December 18th, 1916.
My Dearest M.:
I always feel when I write a joint letter to the family that I'm cheating each one of you, but it's so very difficult to get time to write as often as I'd like. It's a week to Christmas and I picture the beginnings of the preparations. I can look back and remember so many such preparations, especially when we were kiddies in London. What good times one has in a life! I've been sitting with my groom by the fire to-night while he dried my clothes. I've mentioned him to you before as having lived in Nelson, and worked at the Silver King mine. We both grew ecstatic over British Columbia.
I am hoping all the time that the boys may be in England at the time I get my leave—I hardly dare hope that any of you will be there. But it would be grand if you could manage it—I long very much to see you all again. I can just imagine my first month home again. I shan't let any of you work. I shall be the incurable boy. I've spent the best part of to-day out in No Man's Land, within seventy yards of the Huns. Quite an experience, I assure you, and one that I wouldn't have missed for worlds. I'll have heaps to write into novels one day—the vividest kind of local colour. Just at present I have nothing to read but the Christmas number of the Strand.
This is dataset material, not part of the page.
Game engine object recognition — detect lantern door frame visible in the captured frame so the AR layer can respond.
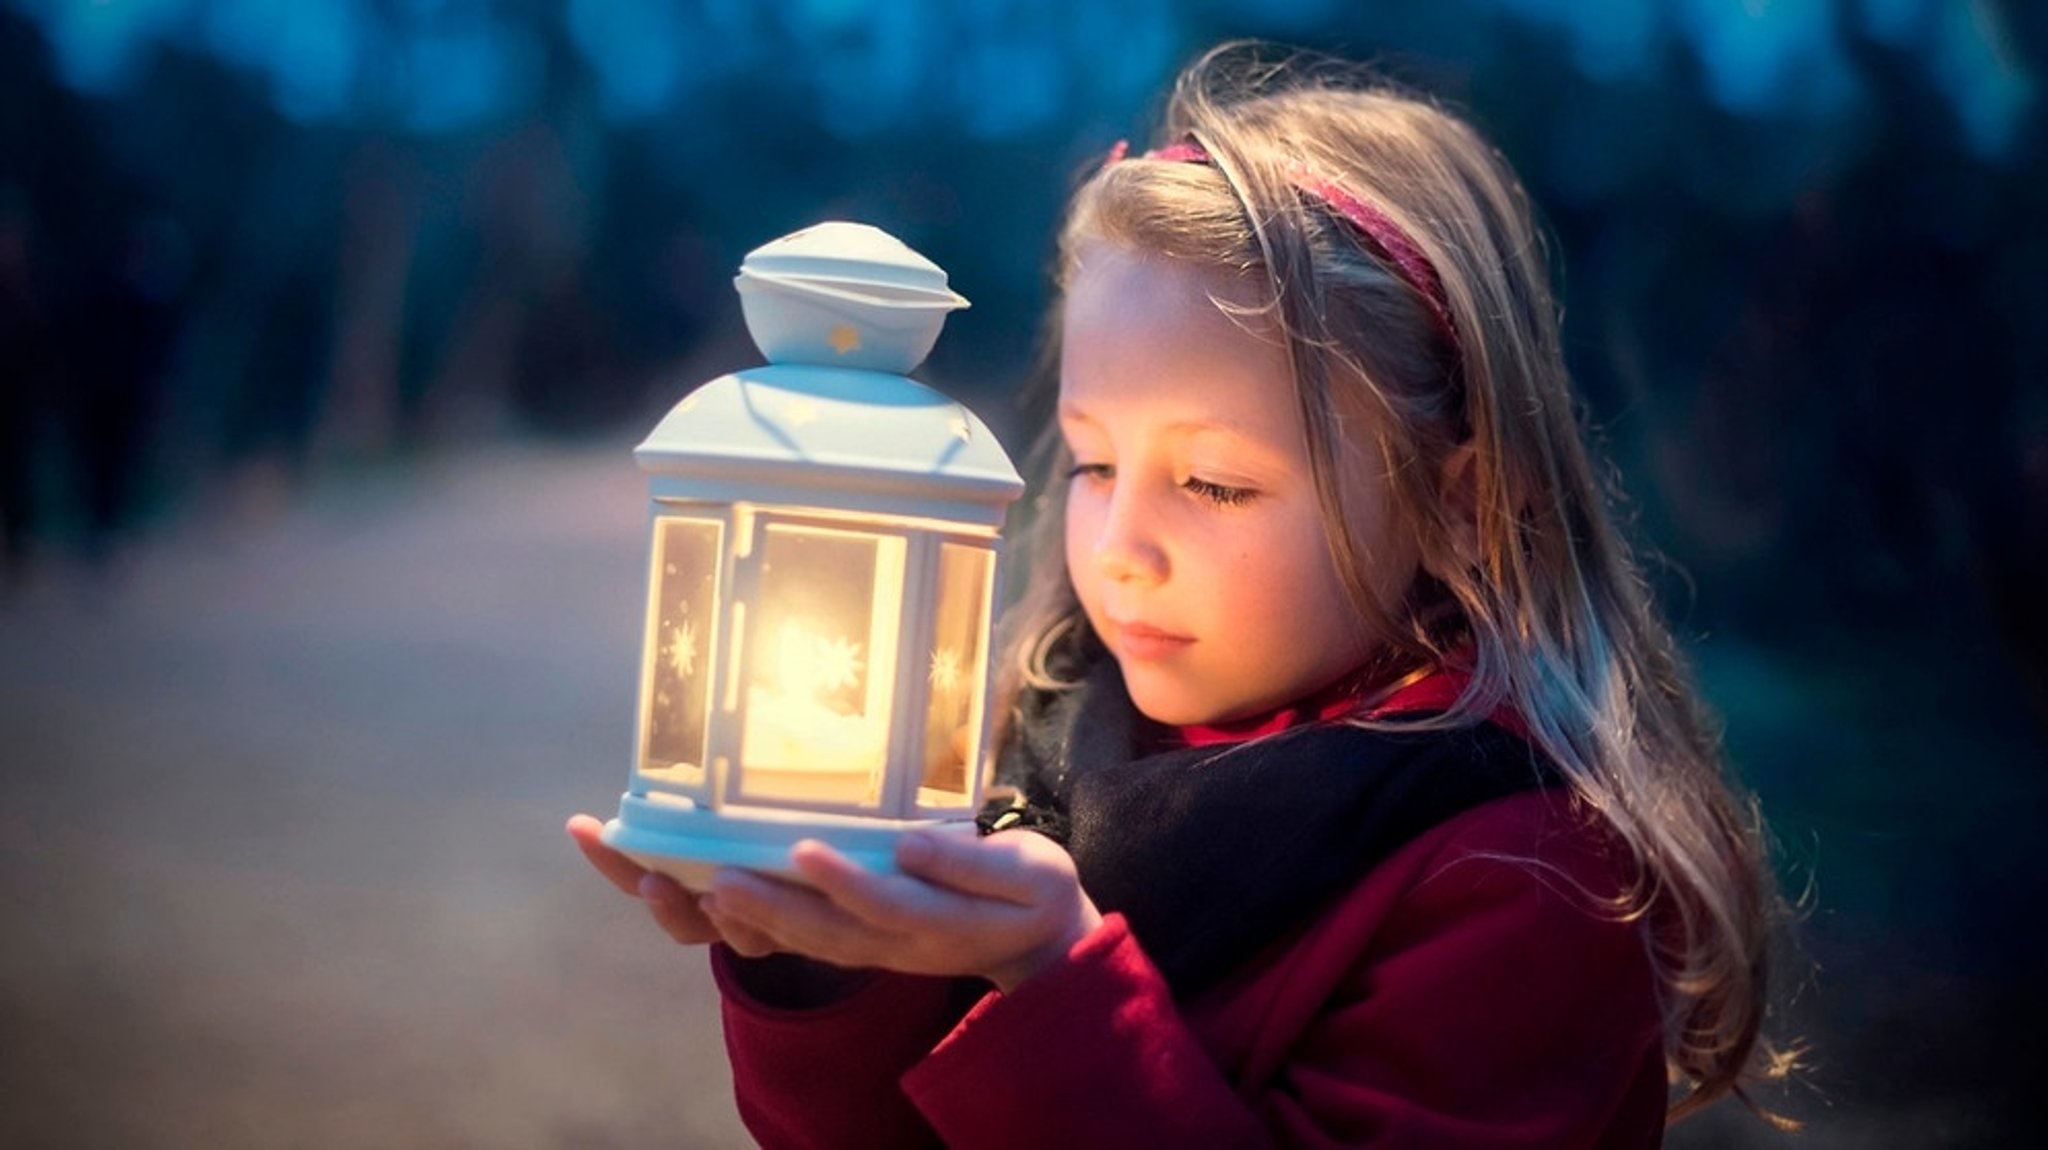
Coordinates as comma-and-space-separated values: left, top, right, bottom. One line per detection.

It makes me remember the time when we children raced for the latest development of The Hound of the Baskervilles, and so many occasions when I had one of "those sniffy colds" and sat by the Highbury fire with a book. Good days, those!
I'm just off to bed now, and will finish this to-morrow. Bed is my greatest luxury nowadays.
The book and chocolate just came, and a bunch of New York papers. All were most welcome. I was longing for something to read. To-morrow I have to go forward to observe. Two of our officers are on leave, so it makes the rest of us work pretty hard. What do you think of the Kaiser's absurd peace proposals? The man must be mad.